“Mr. Shuter, Mr Quick, and Mrs Green in the characters of Hardcastle, Tony Lumpkin, and Mrs. Hardcastle”, a mezzotint by Robert Laurie

Robert Laurie after Thomas Parkinson, Mr Shuter, Mr Quick, and Mrs Green in the characters of Hardcastle, Tony Lumpkin & Mrs Hardcastle, mezzotint, 1776.
Robert Laurie after Thomas Parkinson, Mr Shuter, Mr Quick, and Mrs Green in the characters of Hardcastle, Tony Lumpkin & Mrs Hardcastle, mezzotint, 1776.

This charming mezzotint (1776) by Robert Laurie is an engraving of Thomas Parkinson’s painting of the same year, Mr. Shuter, with Mr. Quick, and Mrs. Green, in a scene from She Stoops to Conquer. Parkinson was a known theatrical painter, and Laurie the owner of a successful engravings and publishing business located in Fleet Street, London, an area still associated with the British printing trade. She Stoops to Conquer (1773) is a five-part comedy by Oliver Goldsmith. The scene depicted in Laurie’s mezzotint takes place in the first scene of Act V. After a series of misunderstandings and mistaken identities, the play rollicks towards its conclusion with the union of two happy couples. But, not before the larrikin son Tony Lumpkin has tricked his mother Mrs. Hardcastle into believing she is lost in the countryside, and her husband, Mr. Hardcastle, is in fact a brigand out to rob and kill her.

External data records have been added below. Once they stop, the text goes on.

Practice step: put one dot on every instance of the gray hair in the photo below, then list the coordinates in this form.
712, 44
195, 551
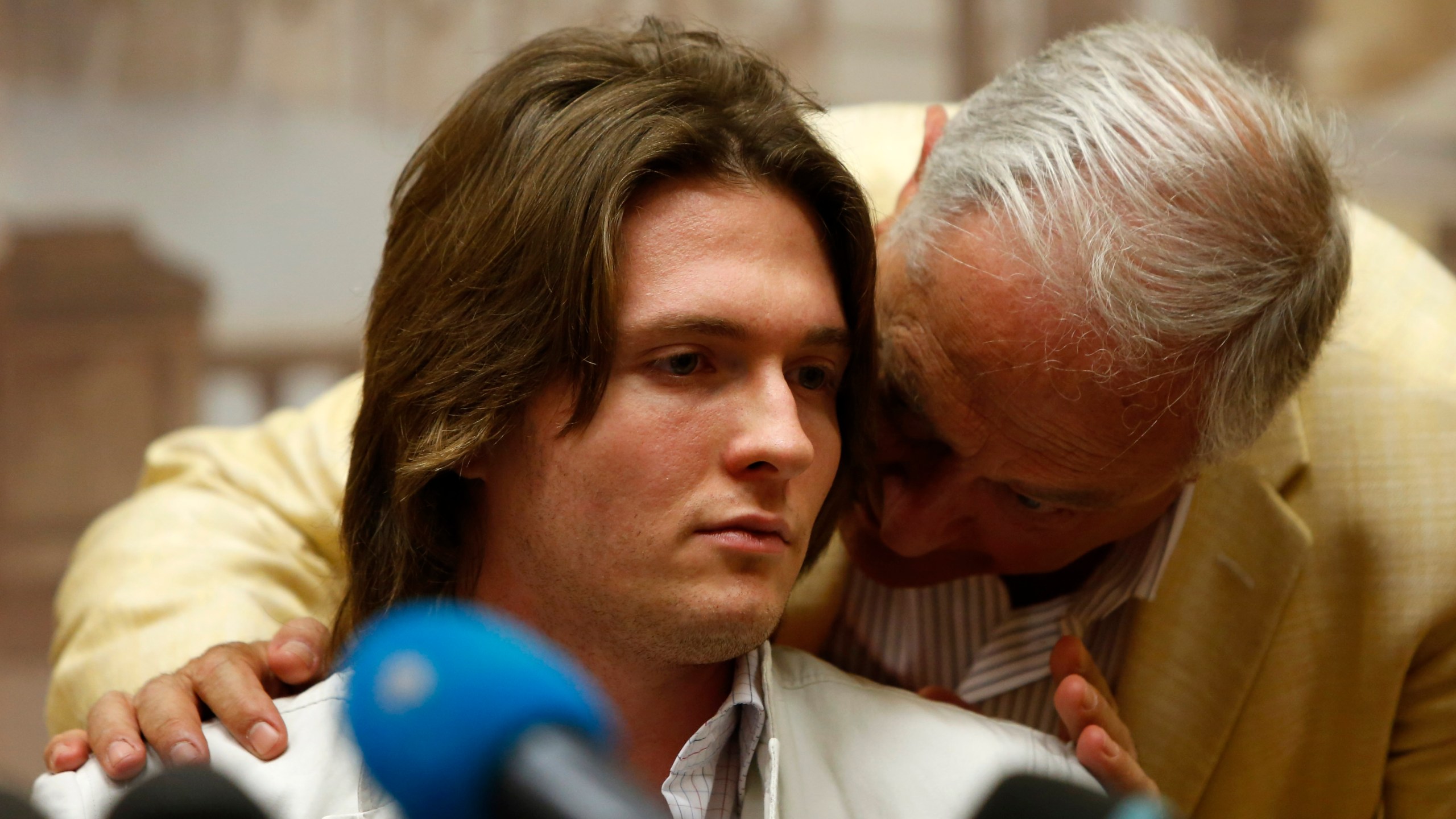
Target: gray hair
1187, 208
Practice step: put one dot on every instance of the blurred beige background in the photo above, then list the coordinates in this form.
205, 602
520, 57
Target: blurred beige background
193, 195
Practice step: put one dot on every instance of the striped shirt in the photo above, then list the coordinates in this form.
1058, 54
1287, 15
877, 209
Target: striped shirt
711, 771
967, 637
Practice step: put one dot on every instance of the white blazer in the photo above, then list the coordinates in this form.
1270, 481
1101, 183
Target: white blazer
836, 747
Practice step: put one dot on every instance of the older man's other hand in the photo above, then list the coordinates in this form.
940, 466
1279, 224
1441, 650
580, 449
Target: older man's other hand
235, 681
1083, 700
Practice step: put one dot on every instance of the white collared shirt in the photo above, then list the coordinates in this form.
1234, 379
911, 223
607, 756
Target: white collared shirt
965, 634
711, 771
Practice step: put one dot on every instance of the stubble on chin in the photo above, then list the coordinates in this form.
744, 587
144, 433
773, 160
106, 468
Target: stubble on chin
677, 634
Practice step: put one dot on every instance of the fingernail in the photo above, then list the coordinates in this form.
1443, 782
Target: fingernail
118, 752
302, 652
184, 754
264, 739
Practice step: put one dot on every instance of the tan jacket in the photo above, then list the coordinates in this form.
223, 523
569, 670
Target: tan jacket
835, 747
1299, 659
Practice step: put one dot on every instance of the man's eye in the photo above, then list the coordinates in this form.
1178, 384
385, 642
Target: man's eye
1028, 502
813, 378
682, 363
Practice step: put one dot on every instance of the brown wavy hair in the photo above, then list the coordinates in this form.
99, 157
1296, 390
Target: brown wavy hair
500, 270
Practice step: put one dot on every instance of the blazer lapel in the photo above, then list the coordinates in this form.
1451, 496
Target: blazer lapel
1196, 649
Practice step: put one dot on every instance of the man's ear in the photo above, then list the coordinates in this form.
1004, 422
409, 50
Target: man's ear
935, 118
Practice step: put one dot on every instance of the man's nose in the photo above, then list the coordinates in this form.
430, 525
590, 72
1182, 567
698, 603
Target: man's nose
924, 516
771, 439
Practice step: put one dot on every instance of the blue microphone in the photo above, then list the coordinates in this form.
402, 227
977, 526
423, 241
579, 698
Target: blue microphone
464, 713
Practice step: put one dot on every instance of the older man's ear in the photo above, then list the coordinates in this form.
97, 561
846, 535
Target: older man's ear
935, 118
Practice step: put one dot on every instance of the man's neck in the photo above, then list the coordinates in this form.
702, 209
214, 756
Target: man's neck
1031, 589
661, 707
661, 704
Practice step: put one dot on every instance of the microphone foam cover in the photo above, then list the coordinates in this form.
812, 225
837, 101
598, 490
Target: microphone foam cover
440, 693
187, 793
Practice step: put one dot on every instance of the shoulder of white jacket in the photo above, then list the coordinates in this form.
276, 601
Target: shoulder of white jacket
329, 693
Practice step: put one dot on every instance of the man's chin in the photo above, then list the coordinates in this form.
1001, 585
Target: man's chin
715, 634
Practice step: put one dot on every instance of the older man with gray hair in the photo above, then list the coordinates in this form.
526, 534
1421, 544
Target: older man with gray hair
1135, 478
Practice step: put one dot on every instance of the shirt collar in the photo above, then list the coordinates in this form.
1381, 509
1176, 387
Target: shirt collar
742, 716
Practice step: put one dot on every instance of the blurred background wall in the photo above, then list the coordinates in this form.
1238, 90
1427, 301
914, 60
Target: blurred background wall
193, 195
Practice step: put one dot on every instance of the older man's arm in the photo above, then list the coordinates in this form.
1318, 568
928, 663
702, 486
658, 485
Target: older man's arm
233, 532
1420, 776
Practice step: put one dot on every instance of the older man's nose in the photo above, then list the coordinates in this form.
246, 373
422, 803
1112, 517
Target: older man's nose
918, 519
772, 442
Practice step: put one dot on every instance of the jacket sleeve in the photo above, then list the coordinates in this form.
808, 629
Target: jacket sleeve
232, 532
1420, 776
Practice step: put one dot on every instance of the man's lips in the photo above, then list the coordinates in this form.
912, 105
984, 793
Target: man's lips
765, 534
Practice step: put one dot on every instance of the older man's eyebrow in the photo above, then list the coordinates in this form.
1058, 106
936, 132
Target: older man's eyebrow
1078, 499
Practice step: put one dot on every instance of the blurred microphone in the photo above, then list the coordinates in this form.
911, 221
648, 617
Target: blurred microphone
461, 713
187, 793
1037, 797
16, 808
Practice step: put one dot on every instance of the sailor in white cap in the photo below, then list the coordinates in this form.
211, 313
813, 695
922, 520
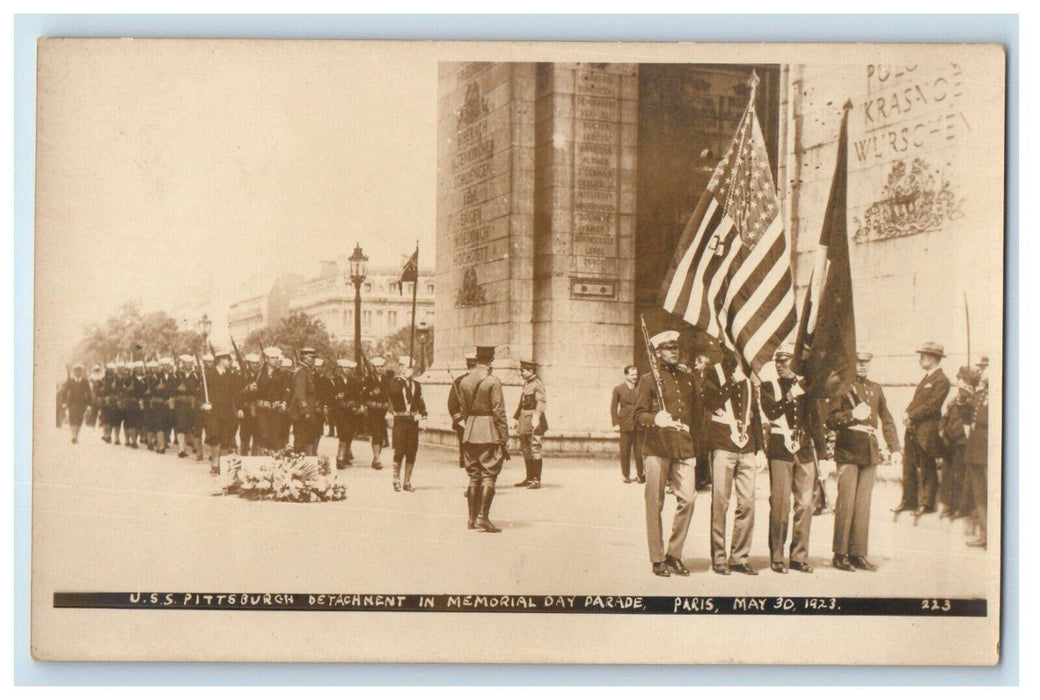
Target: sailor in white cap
409, 412
924, 447
666, 409
377, 405
344, 402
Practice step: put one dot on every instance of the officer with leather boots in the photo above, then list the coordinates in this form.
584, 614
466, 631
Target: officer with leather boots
485, 437
856, 418
530, 423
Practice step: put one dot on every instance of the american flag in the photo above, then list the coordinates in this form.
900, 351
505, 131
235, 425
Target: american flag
730, 275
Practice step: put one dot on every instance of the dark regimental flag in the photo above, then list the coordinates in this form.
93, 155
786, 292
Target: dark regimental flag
411, 270
825, 351
730, 275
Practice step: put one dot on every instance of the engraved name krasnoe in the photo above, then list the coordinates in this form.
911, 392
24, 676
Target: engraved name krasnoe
616, 604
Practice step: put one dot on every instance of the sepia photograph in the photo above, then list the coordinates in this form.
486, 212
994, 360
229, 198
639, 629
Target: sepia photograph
518, 353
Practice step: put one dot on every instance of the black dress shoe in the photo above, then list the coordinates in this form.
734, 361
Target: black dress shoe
862, 563
841, 562
676, 566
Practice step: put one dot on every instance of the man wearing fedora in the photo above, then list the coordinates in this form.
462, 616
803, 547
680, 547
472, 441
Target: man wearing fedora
921, 441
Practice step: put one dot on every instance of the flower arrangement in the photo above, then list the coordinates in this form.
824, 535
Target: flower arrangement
284, 475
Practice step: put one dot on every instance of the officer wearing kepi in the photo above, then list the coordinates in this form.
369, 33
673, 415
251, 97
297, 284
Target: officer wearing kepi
530, 423
790, 456
668, 449
857, 452
485, 437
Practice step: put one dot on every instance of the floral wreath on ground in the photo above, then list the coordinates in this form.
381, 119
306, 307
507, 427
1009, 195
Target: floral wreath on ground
283, 475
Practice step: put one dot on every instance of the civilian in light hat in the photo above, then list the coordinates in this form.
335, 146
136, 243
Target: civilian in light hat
529, 422
377, 406
669, 450
924, 447
485, 437
857, 417
409, 412
76, 396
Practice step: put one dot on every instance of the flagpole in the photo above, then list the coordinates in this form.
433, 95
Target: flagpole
415, 290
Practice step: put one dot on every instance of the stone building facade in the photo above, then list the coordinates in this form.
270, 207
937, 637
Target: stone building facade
563, 189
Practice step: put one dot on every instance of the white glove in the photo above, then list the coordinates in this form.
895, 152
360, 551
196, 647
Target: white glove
664, 419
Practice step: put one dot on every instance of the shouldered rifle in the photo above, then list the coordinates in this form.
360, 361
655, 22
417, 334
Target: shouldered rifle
654, 371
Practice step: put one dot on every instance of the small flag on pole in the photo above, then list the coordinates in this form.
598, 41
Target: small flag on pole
411, 270
730, 276
825, 352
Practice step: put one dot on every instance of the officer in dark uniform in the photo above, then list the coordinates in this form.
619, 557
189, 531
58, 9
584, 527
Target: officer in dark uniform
222, 414
342, 408
977, 456
732, 431
455, 404
409, 412
76, 395
187, 398
857, 451
135, 389
270, 400
955, 487
305, 409
249, 438
790, 452
668, 450
530, 423
485, 437
923, 445
375, 408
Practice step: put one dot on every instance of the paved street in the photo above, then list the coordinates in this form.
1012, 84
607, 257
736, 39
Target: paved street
132, 519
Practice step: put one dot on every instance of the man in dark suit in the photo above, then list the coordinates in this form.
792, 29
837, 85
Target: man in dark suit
485, 437
305, 409
977, 456
732, 431
856, 418
923, 444
623, 419
409, 412
221, 412
455, 405
791, 463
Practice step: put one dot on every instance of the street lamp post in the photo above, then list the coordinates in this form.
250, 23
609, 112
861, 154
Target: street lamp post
423, 333
359, 264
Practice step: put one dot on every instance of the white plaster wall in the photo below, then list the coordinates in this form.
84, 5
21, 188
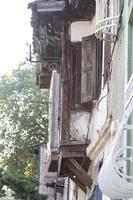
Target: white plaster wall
98, 117
81, 29
79, 125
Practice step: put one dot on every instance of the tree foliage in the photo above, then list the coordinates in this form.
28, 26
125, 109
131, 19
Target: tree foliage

MRS. HARDCASTLE: Oh lud! He’ll murder my poor boy, my darling! Here, good gentlemen, whet your rage upon me. Take my money, my life, but spare that young gentleman; spare my child, if you have any mercy!

HARDCASTLE: My wife, as I’m a Christian—[…]

MRS. HARDCASTLE: (Kneeling) Take compassion on us, good Mr. Highwayman, Take our money, our watches, as we have, but spare our lives. We will never bring you to justice; indeed we won’t, good Mr. Highwayman.

HARDCASTLE: I believe the woman’s out of her senses. What, Dorothy, don’t you know ME?

MRS. HARDCASTLE: Mr. Hardcastle, as I’m alive! My fears blinded me […]

The engraving shows Mrs. Hardcastle on her knees and begging her husband, while he stands in shock and Tony laughs at his successful jape. This scene is a clever choice to represent the play in a single image, as it speaks to both the hilarity and mishaps which propel the action, while referencing the title, She Stoops […]. The Hardcastles’ daughter Kate must pretend to be a low-born maid to talk with Marlow, the object of her affections, who is too nervous to converse with noble ladies. She stoops in status to conquer his love, as her mother does here, at the feet of the so-called Mr. Highwayman.